O Tribunal Superior Eleitoral (TSE) rejeitou, por unanimidade, o recurso apresentado pela Federação Brasil da Esperança (composta por PT, PCdoB e PV) contra o deputado estadual Bruno Engler (PL), que disputou a Prefeitura de Belo Horizonte em 2024.
A coligação sustentava que o parlamentar havia cometido propaganda eleitoral antecipada negativa ao utilizar a tribuna da Assembleia Legislativa de Minas Gerais (ALMG) e divulgar, em seguida, um vídeo nas redes sociais no qual afirmava que o PT pretendia criar uma “Semana do PCC”.
O julgamento foi encerrado no plenário virtual na sexta-feira (7). A ministra Isabel Gallotti, relatora do processo, já havia negado o recurso em decisão individual proferida em fevereiro. O entendimento foi confirmado pelos outros seis ministros da Corte eleitoral.
A ação chegou ao tribunal em novembro do ano passado. O caso teve origem em um discurso feito por Bruno Engler em junho de 2024. Na ocasião, ele comentava o projeto de lei da deputada Andreia de Jesus (PT), que propunha instituir a “Semana Estadual das Vítimas de Violência do Estado”.

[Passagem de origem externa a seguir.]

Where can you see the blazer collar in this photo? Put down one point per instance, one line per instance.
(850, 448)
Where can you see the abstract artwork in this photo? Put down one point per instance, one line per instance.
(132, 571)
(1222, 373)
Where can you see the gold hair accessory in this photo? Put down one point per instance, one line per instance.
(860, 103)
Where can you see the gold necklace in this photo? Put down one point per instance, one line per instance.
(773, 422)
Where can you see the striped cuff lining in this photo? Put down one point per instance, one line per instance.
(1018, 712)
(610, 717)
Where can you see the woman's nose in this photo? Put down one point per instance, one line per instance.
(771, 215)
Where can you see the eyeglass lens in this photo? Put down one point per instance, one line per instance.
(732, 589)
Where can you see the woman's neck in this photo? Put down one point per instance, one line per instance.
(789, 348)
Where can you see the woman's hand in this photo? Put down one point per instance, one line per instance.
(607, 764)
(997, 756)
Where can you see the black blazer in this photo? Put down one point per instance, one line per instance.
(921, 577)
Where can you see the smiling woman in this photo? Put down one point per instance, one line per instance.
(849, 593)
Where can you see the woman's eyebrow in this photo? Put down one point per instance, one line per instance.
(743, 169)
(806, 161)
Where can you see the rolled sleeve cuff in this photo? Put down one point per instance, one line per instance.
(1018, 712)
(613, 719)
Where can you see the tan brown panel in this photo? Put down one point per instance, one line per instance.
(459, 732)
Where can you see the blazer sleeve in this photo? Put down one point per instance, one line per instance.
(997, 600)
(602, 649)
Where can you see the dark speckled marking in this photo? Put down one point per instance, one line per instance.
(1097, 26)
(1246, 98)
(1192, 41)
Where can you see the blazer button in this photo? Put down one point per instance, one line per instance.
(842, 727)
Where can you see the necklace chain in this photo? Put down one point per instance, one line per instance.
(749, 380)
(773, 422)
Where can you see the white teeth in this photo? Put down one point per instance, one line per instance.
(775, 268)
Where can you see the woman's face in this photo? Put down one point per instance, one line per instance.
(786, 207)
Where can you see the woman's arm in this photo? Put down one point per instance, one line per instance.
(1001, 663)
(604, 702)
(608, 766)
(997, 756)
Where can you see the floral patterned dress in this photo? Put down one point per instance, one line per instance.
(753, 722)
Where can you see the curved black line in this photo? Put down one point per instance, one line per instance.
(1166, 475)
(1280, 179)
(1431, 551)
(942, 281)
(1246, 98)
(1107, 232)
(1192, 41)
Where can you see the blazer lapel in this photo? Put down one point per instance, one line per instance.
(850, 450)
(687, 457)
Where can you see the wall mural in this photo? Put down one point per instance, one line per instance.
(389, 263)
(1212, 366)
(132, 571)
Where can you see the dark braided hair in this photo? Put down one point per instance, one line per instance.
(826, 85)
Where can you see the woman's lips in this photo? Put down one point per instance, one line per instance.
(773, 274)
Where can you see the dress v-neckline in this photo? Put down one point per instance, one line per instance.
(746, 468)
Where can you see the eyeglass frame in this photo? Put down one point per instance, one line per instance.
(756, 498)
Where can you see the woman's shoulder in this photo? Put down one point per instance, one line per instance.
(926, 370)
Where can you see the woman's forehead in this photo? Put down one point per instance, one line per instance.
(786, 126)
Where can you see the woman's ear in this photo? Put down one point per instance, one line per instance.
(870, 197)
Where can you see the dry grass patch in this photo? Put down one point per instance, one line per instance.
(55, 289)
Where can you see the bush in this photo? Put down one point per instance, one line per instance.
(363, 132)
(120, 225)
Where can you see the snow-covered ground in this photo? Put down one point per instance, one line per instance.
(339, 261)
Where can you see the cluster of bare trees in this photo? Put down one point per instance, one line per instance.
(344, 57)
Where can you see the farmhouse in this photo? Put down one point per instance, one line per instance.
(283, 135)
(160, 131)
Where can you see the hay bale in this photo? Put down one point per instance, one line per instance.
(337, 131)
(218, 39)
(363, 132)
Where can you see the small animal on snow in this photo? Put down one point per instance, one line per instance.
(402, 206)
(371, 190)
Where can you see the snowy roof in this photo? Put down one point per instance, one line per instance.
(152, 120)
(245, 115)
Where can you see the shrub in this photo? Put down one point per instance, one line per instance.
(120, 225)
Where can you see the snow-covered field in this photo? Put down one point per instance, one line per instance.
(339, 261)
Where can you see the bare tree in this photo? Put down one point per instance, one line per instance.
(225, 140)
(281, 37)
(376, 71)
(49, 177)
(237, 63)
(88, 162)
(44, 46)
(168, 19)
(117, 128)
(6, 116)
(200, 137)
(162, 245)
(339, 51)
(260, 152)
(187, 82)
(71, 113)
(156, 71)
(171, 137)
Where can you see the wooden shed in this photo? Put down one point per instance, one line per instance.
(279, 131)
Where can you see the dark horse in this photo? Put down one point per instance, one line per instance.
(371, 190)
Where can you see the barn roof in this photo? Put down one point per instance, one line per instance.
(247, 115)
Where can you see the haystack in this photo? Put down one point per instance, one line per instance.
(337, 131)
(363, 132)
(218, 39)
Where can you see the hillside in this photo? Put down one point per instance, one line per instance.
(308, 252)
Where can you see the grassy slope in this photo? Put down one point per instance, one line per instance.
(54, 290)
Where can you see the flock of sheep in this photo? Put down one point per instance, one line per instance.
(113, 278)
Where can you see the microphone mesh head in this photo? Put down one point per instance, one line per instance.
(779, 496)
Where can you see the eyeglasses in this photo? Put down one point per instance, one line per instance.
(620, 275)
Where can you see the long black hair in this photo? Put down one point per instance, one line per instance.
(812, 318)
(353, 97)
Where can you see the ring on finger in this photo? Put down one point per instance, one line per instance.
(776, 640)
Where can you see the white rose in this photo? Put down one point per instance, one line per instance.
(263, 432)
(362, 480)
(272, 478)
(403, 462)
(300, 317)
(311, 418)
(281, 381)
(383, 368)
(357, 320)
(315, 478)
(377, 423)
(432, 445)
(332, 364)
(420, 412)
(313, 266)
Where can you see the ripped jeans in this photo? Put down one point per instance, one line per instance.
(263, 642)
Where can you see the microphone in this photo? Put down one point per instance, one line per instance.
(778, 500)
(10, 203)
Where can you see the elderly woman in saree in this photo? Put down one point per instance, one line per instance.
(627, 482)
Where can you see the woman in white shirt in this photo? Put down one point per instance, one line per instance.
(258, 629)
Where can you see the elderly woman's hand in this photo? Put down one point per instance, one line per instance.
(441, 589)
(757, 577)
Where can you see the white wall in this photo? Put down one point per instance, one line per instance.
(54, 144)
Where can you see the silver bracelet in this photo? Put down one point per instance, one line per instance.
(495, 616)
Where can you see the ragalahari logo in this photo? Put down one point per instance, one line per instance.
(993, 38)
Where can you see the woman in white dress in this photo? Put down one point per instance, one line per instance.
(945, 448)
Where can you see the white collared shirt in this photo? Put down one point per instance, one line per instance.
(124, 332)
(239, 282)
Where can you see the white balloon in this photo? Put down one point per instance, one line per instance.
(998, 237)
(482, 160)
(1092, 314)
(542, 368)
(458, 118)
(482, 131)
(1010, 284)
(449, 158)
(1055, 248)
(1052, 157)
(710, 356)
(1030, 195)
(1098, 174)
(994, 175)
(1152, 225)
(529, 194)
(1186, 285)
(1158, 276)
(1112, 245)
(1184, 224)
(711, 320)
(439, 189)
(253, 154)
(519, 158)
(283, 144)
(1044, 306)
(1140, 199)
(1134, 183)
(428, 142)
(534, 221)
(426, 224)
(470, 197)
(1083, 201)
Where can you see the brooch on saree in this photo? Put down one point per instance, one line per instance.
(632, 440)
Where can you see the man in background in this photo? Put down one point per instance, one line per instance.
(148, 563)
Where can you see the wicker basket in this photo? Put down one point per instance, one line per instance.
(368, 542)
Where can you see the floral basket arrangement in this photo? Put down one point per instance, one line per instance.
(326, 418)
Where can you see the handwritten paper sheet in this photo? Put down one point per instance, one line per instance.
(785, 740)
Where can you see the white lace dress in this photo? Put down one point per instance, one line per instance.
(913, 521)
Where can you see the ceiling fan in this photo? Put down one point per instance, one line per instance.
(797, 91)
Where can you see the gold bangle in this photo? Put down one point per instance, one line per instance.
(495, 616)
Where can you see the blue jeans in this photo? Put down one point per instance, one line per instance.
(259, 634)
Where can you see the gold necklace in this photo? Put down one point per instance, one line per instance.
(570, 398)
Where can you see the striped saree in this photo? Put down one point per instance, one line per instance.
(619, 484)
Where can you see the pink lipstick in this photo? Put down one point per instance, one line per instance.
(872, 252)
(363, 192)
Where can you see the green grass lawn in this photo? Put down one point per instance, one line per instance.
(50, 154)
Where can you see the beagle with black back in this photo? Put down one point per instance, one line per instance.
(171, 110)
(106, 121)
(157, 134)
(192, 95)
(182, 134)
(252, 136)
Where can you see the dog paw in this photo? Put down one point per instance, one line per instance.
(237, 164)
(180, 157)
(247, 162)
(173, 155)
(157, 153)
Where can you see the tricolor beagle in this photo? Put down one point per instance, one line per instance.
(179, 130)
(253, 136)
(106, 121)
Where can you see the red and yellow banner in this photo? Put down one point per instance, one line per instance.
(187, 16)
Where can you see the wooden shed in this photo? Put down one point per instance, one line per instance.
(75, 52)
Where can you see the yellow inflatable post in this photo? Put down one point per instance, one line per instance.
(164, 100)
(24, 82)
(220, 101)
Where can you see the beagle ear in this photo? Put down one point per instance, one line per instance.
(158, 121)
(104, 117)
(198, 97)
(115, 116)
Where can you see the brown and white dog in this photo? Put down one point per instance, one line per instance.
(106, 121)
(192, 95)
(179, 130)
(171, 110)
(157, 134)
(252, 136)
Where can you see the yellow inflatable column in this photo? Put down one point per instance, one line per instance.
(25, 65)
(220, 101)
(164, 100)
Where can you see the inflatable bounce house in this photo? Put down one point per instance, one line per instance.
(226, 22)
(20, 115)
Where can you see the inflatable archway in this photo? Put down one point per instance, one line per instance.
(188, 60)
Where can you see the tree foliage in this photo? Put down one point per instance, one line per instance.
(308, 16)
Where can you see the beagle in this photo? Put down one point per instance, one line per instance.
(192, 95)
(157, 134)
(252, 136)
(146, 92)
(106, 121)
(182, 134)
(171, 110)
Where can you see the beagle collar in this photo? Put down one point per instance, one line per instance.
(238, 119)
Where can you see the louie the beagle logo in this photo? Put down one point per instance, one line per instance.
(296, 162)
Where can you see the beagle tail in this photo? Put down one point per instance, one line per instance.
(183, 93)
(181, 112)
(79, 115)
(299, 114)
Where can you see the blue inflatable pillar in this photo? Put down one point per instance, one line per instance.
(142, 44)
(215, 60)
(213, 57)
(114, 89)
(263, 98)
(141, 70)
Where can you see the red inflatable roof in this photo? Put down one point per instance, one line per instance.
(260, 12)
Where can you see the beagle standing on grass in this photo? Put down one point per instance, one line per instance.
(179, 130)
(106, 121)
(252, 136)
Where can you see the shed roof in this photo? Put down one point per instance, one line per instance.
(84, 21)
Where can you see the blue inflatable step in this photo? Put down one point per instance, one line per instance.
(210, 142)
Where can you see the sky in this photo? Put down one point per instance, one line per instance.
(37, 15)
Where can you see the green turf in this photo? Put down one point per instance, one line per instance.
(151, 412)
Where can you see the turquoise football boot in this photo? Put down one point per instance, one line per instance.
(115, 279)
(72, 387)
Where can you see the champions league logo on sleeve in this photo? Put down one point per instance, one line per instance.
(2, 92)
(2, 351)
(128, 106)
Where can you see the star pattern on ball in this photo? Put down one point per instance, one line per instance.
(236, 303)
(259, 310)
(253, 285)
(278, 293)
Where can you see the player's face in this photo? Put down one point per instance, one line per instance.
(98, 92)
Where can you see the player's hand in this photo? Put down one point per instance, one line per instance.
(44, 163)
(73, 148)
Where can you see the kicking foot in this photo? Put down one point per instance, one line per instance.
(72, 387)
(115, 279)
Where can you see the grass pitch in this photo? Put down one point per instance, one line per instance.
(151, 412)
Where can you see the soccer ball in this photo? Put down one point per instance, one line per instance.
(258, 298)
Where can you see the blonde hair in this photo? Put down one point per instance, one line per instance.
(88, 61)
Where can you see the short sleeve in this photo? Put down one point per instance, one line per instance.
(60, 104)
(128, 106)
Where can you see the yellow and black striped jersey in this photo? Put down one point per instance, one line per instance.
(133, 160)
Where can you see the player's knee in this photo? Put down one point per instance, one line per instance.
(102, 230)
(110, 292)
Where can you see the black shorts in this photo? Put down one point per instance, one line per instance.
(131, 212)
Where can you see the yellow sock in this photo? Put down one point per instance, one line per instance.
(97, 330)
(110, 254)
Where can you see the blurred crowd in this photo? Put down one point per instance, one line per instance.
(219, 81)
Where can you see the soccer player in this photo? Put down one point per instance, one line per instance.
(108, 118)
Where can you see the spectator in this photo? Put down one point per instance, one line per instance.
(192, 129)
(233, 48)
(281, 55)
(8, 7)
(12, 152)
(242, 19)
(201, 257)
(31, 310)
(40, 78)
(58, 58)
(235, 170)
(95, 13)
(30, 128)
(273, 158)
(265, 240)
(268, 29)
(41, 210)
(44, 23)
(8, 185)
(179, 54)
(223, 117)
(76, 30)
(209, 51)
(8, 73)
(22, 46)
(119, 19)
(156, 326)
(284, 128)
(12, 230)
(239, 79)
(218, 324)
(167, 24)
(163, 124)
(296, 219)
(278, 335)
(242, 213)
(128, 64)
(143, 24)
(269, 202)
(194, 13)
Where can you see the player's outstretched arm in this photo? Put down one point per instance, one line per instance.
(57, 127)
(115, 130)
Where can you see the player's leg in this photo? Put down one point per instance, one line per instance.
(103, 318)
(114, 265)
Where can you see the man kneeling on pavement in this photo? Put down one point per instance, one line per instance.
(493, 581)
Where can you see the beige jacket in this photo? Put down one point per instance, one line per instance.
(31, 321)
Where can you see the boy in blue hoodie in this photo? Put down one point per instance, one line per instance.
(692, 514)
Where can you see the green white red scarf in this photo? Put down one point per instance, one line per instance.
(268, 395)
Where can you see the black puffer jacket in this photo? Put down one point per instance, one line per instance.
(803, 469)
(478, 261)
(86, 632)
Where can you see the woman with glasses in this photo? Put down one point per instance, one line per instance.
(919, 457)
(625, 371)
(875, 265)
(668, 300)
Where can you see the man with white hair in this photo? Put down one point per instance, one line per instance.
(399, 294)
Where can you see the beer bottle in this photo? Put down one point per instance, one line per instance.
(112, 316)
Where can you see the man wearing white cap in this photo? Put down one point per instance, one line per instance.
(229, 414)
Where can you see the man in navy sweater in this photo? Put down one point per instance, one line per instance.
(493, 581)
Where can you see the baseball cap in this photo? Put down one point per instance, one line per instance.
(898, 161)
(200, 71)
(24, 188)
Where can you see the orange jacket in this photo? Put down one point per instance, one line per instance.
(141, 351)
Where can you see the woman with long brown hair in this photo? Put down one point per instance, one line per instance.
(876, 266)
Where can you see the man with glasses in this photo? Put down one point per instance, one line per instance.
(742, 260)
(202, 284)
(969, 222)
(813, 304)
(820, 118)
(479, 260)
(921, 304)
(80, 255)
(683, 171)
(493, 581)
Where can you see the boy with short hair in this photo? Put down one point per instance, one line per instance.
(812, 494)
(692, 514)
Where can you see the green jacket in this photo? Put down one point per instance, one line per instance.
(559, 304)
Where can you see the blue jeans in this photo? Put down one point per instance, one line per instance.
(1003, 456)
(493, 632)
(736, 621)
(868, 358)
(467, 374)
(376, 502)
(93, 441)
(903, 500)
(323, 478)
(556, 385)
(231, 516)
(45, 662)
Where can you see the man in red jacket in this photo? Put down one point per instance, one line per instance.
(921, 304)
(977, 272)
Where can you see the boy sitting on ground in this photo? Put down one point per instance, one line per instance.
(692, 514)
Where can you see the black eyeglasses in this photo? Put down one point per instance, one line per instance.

Engler questionou a escolha do mês de maio para a data, dizendo que, em maio de 2006, ocorreram ataques violentos em São Paulo atribuídos ao Primeiro Comando da Capital (PCC). Em vídeo publicado nas redes sociais, a legenda sobreposta trazia a frase: “O PT quer criar a Semana do PCC”.
“Dia 12 de maio foi quando começou a onda de atentados contra agentes de segurança pública e civis por parte do PCC. Nesse projeto é preciso se posicionar: ficar do lado dos bandidos, que aqui são colocados como vítimas do Estado, ou ficar do lado dos nossos agentes de segurança pública”, disse.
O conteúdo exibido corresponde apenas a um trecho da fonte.